When two people who saw the suspect were asked to identify Rivera’s body, they told police, "That’s not him; he was taller and thinner."

Rivera’s father has filed a $4.5 million "wrongful death" lawsuit against the city.

Since the killing, the Chicano community has organized mass meetings, news conferences, and a petition drive demanding the identification and suspension of the cop; the firing of the police chief; and investigations by an independent citizens’ commission, the grand jury, and the federal government.

The unidentified cop is on a paid leave. "The policy of the National City City Council is that if you’re a cop and you want a vacation, just go shoot a Mexican," Herman Baca, chairperson of the Ad Hoc Committee on Chicano Rights, told a mass meeting prior to the march.

The spirited demonstration included friends, relatives, and neighbors of Rivera, families with young children, and older people who had never marched before.  
 
November 13, 1950
BUFFALO--The huge Lackawanna plant of the Bethlehem Steel Company was shut tight here this week by 17,000 workers in an unprecedented labor demonstration for Vincent Copeland, Lackawanna Steel union leader who was discharged by the company on a trumped-up charge of "instigating a wildcat walkout" of the blast furnace department where he is the chief grievance man. The demonstration showed the determination of the Lackawanna steel workers to reinstate Vince Copeland, who is widely known as an outstanding militant.

The company knew that a walkout would follow if they tried to discharge Copeland. It therefore issued instructions to bank the furnaces long before any of the workers knew that Copeland was about to be fired.

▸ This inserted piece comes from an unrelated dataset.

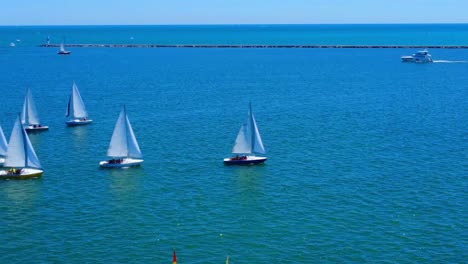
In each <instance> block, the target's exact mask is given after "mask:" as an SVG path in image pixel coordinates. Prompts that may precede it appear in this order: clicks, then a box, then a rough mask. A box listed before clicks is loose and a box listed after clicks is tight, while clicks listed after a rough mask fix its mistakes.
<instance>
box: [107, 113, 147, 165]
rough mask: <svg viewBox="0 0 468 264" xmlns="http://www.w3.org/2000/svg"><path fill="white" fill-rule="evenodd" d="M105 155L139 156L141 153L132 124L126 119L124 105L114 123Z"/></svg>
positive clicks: (126, 156) (126, 116) (126, 114)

The first so-called "wildcat" walkout, which took place last week, was provoked by the company when it deliberately attempted to violate the seniority provisions of the contract, by announcing that it would hire men for its new sintering plant "from the outside" instead of from among the regular employees in accordance with their seniority status. The walkout lasted two days, and when the men returned to work, the company gave in on the grievance.